Routine Anesthesia
By Dr. Elana Rybak, CVMA, Imaging and Anesthesia Veterinarian
We talk a lot about anesthesia for ‘non-routine’ patients - brachycephalics, those with cardiac disease, geriatric patients, etc. but what about our normal, routine cases? Let’s talk about what a routine anesthesia protocol looks like for a healthy patient without significant co-morbidities (ie-ASA I).
Your patient is Camden, a 4 year old, MN beagle that presents to you for neck pain. Camden is compliant, but very nervous and tense for his exam. He appears to have moderate neck pain on your exam and is guarding his neck during evaluation for range of motion and palpation. Camden also very much dislikes when his paws are touched for conscious proprioceptive testing. Based on your evaluation of Camden, you conclude that he needs an MRI of his neck to further evaluate for causes of his neck pain.
Bloodwork is run (CBC/Chemistry/Electrolyte panel) to make sure there are no metabolic issues or surprises for this patient. This bloodwork is unremarkable.
So let’s come up with a good sedation and anesthetic protocol for Camden. We know he is painful, tense, and does not like his paws touched. This means that he will likely benefit from heavy sedation prior to attempting to place an IV catheter, and needs a good analgesic on board. The MRI will likely take about an hour, so we need medications that will help keep our patient in a good anesthetic plane for that period of time.
I like to think of how I select drugs in the following way for balanced anesthesia:
What opioid will I use?
I always use an opioid in my sedation or anesthesia protocols. Why? I am either using them to treat or prevent pain, or I am using a drug like Butorphanol for its good sedative properties and synergistic effects with other medications.
What additional sedative will I use, if any?
In a patient that does not have a contraindication for it, my go-to is often Dexmedetomidine. This drug has excellent sedative properties and allows me to greatly decrease the dosage of induction drugs and inhalant that I will need to use. Dexmedetomidine does have some degree of analgesia as well which can help with some of our more painful patients.
Other options for a complementary sedative could include Midazolam (caution with young patients - may cause paradoxical excitation), lower doses of Alfaxalone, and even adding low dose Ketamine into the mix may be helpful.
What will I use to induce my patient?
My general go-to is Midazolam and Propofol, however for painful healthy patients I often do a combination of Midazolam with Ketamine and then top off with Propofol if needed.

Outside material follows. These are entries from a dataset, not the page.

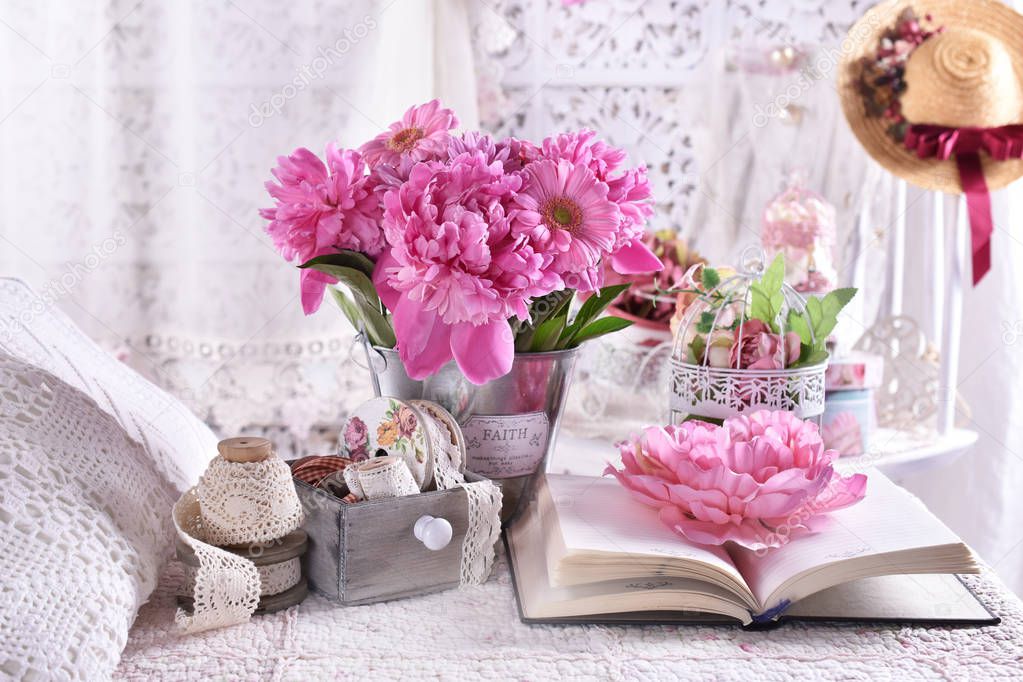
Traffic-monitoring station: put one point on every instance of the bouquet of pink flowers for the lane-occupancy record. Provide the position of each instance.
(756, 481)
(459, 246)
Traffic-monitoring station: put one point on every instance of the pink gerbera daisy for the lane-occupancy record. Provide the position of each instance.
(566, 207)
(420, 134)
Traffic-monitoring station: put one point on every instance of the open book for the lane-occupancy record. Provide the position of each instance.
(586, 551)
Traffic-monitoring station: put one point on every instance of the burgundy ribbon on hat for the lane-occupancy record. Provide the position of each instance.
(1002, 143)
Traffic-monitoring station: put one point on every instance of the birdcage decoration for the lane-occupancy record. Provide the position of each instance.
(746, 343)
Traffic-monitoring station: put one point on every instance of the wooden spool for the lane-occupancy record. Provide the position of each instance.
(246, 449)
(275, 551)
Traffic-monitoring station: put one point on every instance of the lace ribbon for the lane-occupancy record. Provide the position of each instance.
(274, 578)
(484, 497)
(233, 503)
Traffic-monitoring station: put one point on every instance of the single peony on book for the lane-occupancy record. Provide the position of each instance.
(586, 550)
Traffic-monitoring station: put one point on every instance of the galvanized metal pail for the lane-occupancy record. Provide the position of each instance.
(509, 423)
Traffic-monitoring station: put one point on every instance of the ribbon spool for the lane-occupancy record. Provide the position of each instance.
(247, 495)
(238, 538)
(278, 565)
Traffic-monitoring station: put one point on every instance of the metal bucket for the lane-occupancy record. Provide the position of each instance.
(389, 374)
(509, 423)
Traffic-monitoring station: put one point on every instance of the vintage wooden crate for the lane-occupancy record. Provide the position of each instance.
(366, 552)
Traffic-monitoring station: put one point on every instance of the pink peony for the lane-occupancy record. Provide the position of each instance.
(458, 268)
(758, 348)
(756, 481)
(566, 209)
(321, 209)
(421, 134)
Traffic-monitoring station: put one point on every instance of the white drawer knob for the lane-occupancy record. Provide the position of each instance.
(432, 532)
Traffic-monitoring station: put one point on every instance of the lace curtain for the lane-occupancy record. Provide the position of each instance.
(138, 134)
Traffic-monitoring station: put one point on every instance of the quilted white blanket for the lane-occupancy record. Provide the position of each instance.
(475, 633)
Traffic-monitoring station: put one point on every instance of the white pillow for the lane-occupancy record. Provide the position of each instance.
(92, 457)
(85, 527)
(33, 329)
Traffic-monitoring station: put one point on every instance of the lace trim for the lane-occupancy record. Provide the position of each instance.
(274, 579)
(484, 497)
(227, 586)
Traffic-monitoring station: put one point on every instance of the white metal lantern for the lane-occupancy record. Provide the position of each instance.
(713, 384)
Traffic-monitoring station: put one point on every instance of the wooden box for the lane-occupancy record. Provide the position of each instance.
(365, 552)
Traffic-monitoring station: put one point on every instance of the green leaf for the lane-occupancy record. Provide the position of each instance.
(760, 305)
(589, 311)
(710, 278)
(706, 322)
(346, 259)
(598, 327)
(543, 309)
(835, 301)
(365, 301)
(814, 312)
(356, 280)
(801, 326)
(547, 334)
(825, 314)
(377, 326)
(347, 306)
(810, 356)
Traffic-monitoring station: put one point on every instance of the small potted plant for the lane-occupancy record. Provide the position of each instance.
(459, 257)
(747, 339)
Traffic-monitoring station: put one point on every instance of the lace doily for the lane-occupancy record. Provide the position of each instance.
(248, 502)
(484, 497)
(233, 503)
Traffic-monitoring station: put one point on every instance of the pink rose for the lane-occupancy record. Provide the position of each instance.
(758, 348)
(406, 421)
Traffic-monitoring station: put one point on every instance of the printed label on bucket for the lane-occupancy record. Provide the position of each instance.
(504, 446)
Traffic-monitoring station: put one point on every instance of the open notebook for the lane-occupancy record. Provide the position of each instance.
(586, 551)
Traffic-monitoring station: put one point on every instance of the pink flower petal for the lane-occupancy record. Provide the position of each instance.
(385, 266)
(313, 284)
(483, 352)
(634, 259)
(424, 339)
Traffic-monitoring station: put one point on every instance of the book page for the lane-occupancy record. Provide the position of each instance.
(673, 598)
(887, 519)
(599, 515)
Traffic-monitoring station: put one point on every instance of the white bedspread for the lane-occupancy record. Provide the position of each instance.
(475, 633)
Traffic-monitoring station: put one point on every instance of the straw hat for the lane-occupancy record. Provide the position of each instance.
(969, 75)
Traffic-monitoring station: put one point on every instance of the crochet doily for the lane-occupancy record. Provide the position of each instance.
(233, 503)
(84, 529)
(248, 502)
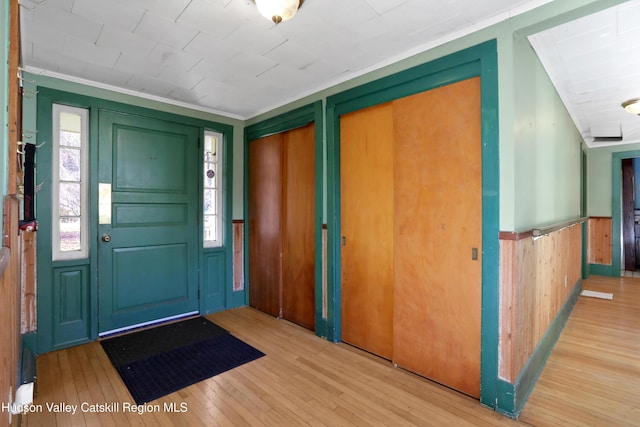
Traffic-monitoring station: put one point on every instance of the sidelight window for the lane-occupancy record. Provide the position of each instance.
(212, 189)
(70, 183)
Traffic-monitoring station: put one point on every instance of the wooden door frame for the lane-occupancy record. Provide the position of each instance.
(616, 211)
(293, 119)
(480, 60)
(46, 269)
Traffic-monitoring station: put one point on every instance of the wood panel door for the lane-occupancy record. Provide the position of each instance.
(438, 234)
(366, 223)
(265, 224)
(298, 282)
(281, 225)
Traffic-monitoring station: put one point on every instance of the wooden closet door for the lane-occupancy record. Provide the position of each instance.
(366, 209)
(265, 224)
(298, 284)
(438, 222)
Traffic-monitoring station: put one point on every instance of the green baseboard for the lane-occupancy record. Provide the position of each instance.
(603, 270)
(512, 397)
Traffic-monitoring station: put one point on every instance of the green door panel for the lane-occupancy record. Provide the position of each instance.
(148, 266)
(214, 283)
(71, 307)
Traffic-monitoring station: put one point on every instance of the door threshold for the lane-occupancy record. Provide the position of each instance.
(137, 326)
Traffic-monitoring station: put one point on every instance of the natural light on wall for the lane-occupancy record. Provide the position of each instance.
(212, 190)
(70, 183)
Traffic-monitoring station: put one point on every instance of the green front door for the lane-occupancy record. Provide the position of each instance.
(148, 230)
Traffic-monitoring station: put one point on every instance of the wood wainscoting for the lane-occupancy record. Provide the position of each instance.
(537, 277)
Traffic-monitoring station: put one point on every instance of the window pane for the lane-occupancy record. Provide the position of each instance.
(210, 228)
(209, 202)
(69, 164)
(70, 139)
(210, 176)
(69, 234)
(69, 199)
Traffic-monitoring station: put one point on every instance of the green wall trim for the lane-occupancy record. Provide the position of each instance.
(603, 270)
(293, 119)
(480, 60)
(46, 341)
(616, 208)
(514, 396)
(585, 270)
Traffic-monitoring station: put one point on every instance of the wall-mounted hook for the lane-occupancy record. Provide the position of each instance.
(29, 93)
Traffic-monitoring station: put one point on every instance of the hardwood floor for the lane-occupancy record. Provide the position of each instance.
(592, 378)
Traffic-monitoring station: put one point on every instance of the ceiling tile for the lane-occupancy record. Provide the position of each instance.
(106, 13)
(125, 41)
(86, 51)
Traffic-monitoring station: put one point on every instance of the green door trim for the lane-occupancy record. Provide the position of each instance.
(293, 119)
(480, 60)
(616, 214)
(46, 339)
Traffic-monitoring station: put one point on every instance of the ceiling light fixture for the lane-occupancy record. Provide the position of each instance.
(278, 10)
(632, 106)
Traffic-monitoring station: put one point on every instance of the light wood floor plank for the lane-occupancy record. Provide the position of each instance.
(592, 378)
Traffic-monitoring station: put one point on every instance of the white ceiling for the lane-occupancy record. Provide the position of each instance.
(594, 63)
(223, 56)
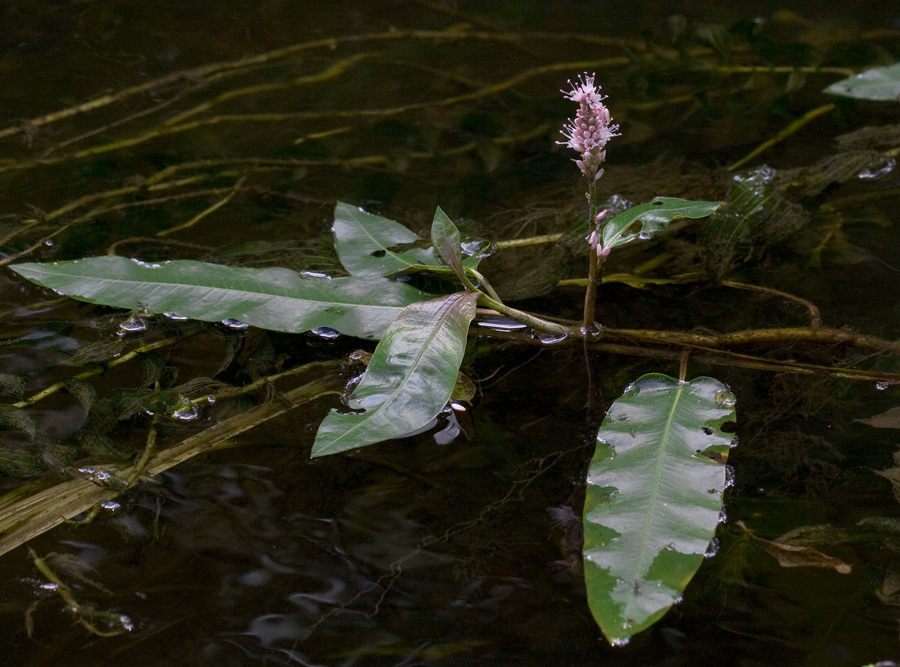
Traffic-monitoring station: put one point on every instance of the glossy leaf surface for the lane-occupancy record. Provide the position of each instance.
(446, 239)
(641, 222)
(881, 84)
(654, 494)
(410, 378)
(366, 243)
(277, 299)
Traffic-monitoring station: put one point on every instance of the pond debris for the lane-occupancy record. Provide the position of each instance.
(789, 555)
(85, 615)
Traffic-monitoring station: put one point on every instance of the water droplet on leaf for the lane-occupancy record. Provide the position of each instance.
(232, 323)
(325, 332)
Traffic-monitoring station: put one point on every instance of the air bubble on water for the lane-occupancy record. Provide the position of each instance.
(501, 324)
(476, 248)
(232, 323)
(548, 338)
(725, 399)
(325, 332)
(185, 412)
(878, 170)
(133, 323)
(146, 265)
(317, 275)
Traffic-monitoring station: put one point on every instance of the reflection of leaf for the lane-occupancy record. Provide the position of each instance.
(409, 379)
(881, 84)
(276, 299)
(789, 555)
(889, 419)
(653, 501)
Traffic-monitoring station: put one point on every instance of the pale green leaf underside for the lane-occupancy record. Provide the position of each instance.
(276, 299)
(410, 377)
(643, 221)
(366, 244)
(363, 242)
(881, 84)
(652, 501)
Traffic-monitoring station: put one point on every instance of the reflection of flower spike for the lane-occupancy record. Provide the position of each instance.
(592, 127)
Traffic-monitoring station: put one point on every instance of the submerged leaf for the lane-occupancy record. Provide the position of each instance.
(888, 419)
(653, 501)
(276, 299)
(641, 222)
(881, 84)
(790, 555)
(410, 377)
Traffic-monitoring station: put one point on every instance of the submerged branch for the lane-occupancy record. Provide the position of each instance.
(30, 511)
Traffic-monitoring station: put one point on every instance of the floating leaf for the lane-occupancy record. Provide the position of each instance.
(409, 379)
(653, 501)
(881, 84)
(364, 243)
(641, 222)
(276, 299)
(367, 244)
(446, 239)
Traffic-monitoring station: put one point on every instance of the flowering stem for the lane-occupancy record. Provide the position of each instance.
(589, 326)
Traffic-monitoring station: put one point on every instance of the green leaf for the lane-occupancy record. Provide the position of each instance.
(881, 84)
(641, 222)
(367, 244)
(653, 498)
(363, 243)
(410, 378)
(277, 299)
(446, 239)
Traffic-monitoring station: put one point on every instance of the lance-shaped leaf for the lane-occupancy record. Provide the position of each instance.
(641, 222)
(277, 299)
(410, 378)
(881, 84)
(367, 244)
(364, 243)
(446, 239)
(654, 494)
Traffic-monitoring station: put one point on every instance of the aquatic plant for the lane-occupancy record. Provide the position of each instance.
(655, 485)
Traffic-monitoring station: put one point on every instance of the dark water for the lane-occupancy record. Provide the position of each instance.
(415, 553)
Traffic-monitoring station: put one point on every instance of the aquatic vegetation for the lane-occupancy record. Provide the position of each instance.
(654, 490)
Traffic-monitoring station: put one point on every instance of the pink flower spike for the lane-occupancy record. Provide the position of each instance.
(592, 127)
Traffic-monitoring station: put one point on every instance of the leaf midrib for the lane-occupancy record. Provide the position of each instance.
(212, 288)
(412, 367)
(657, 475)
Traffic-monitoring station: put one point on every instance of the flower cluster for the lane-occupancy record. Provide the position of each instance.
(592, 128)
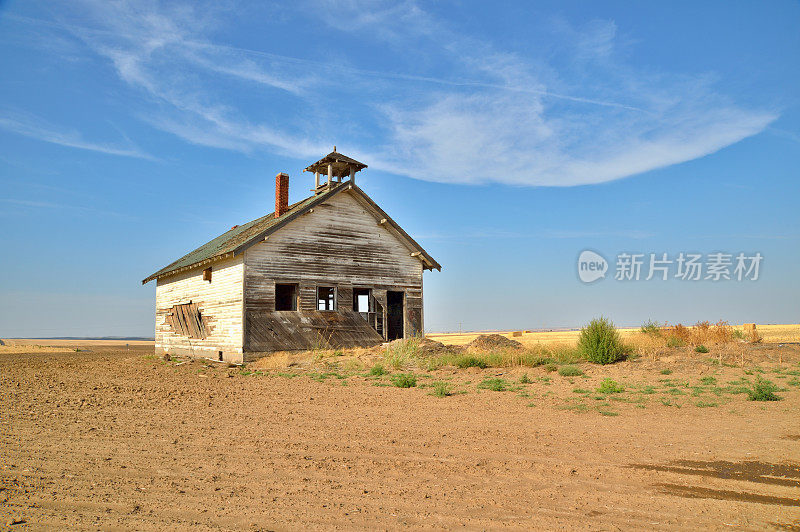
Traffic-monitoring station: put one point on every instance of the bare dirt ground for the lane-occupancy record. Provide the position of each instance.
(119, 439)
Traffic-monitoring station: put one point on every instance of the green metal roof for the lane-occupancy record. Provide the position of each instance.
(240, 237)
(230, 241)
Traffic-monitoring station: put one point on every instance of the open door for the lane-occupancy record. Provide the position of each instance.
(394, 315)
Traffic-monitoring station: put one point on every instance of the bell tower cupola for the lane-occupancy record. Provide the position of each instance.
(332, 169)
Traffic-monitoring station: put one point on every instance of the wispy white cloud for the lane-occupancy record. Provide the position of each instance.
(487, 115)
(514, 129)
(37, 128)
(550, 234)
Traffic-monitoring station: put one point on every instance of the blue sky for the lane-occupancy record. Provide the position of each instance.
(506, 137)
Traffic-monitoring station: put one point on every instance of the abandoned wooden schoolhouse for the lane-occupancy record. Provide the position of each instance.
(333, 270)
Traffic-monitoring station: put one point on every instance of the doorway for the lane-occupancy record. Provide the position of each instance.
(394, 315)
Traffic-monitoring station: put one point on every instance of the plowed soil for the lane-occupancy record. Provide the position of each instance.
(116, 439)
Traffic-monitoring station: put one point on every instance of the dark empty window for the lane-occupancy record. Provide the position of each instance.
(326, 298)
(361, 299)
(285, 297)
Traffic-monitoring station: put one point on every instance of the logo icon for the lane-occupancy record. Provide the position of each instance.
(591, 266)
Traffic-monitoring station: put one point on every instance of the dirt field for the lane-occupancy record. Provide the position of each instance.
(121, 439)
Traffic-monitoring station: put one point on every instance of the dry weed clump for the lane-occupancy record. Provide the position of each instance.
(701, 333)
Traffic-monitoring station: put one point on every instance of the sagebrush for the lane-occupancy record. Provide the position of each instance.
(601, 343)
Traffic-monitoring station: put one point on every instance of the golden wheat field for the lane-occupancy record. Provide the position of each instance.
(771, 333)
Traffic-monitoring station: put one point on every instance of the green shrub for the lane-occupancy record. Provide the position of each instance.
(570, 371)
(470, 361)
(651, 327)
(496, 385)
(610, 386)
(762, 390)
(404, 380)
(672, 341)
(600, 342)
(441, 389)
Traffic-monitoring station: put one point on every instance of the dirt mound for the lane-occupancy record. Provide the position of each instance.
(494, 341)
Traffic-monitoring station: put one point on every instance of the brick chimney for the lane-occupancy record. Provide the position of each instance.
(281, 194)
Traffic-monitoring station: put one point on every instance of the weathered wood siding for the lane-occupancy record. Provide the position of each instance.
(221, 306)
(339, 244)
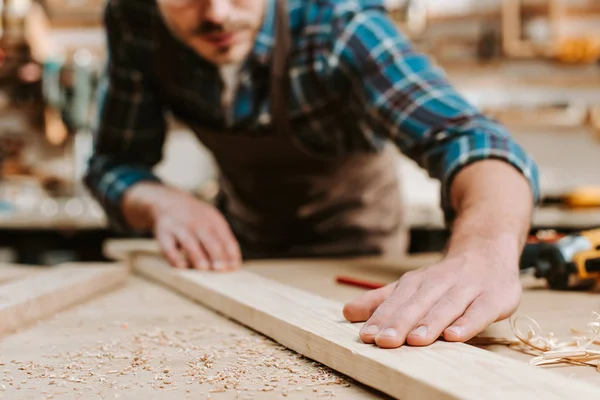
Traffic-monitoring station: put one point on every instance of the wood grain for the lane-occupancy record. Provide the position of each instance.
(26, 300)
(313, 326)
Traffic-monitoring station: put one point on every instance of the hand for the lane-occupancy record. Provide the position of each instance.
(180, 221)
(457, 298)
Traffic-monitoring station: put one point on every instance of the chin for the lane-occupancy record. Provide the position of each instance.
(221, 56)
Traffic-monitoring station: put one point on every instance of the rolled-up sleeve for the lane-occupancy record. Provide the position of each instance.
(130, 127)
(410, 101)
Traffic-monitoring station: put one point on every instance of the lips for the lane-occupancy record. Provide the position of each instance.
(220, 39)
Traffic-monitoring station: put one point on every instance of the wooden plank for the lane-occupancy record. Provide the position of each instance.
(121, 249)
(313, 326)
(26, 300)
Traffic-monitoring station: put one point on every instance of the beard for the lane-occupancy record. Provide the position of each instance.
(210, 28)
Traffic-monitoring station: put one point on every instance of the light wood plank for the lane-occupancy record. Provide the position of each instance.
(26, 300)
(313, 326)
(121, 249)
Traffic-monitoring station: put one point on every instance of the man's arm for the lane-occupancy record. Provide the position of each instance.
(130, 133)
(489, 189)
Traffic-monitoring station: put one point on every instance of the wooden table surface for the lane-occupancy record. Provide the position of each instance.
(144, 341)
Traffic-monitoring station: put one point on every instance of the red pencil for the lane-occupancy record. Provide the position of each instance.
(358, 282)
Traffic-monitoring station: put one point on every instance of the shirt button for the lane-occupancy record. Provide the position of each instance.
(264, 119)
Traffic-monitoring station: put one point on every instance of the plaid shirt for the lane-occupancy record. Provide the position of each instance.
(356, 84)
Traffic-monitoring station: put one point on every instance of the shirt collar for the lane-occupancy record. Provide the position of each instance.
(265, 39)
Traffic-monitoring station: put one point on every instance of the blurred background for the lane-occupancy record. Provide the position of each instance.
(532, 64)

Midazolam and Alfaxalone is also an excellent induction combination.
Additionally, if it has been some time between my initial sedation medications and the effects have somewhat worn off, I may top-off my sedation cocktail with either the same, or a reduced dose as needed.
So let’s go back to Camden! Camden is painful so my opioid choice is going to be a pure Mu agonist. I would likely select either Methadone (0.3mg/kg) or Hydromorphone (0.1mg/kg) for this case. Due to the length of anesthesia for MRI, I would preferably not start with Fentanyl since it is quite short-acting and would need repeated dosing or a CRI to really be continually effective.
Camden is healthy, but nervous (and hates his paws being touched), so he will likely need an additional sedative to be able to place an IV catheter comfortably and with minimal stress. My #1 choice here will be Dexmedetomidine. It will allow our patient to relax, become sedate, and be compliant for IV catheter placement without hurting himself or the people restraining him.
Now that Camden is sedated, has his IV catheter placed, and has received Cerenia IV (all anesthetic cases receive Cerenia in our practice), it is time for induction.
Camden is pre-oxygenated for 5 minutes via mask. He is compliant for this as he was nicely sedate from his pre-medication. In general, if a patient is fighting pre-oxygenation, I will often give a small dose of Propofol (or Alfaxalone if that is my induction drug) to get the patient calm enough to allow effective pre-oxygenation. A top-up of a premed (for example Dexmedetomidine) could also be used.
For Camden’s induction, I will use a combination of Midazolam and Lower-dose Ketamine. Generally Midazolam at 0.2mg/kg and Ketamine at 0.5-1mg/kg. If this is not quite sufficient, Propofol (or Alfaxalone) is titrated to effect to allow intubation.
In general, this combination (Opioid + Dexmedetomidine premed, Midazolam + Ketamine +/- Propofol induction) is very effective and lends to a very smooth sedation, induction, and anesthetic maintenance for at least a ~1 hour long procedure. Ultimately, using lower dosages of several drugs allows us to beneficially use a medication, while avoiding some of the more unwanted side effects that can occur with higher doses. Don’t be afraid to use multiple drugs in your anesthesia plans - these combinations can be very safe and highly effective for a balanced anesthetic event!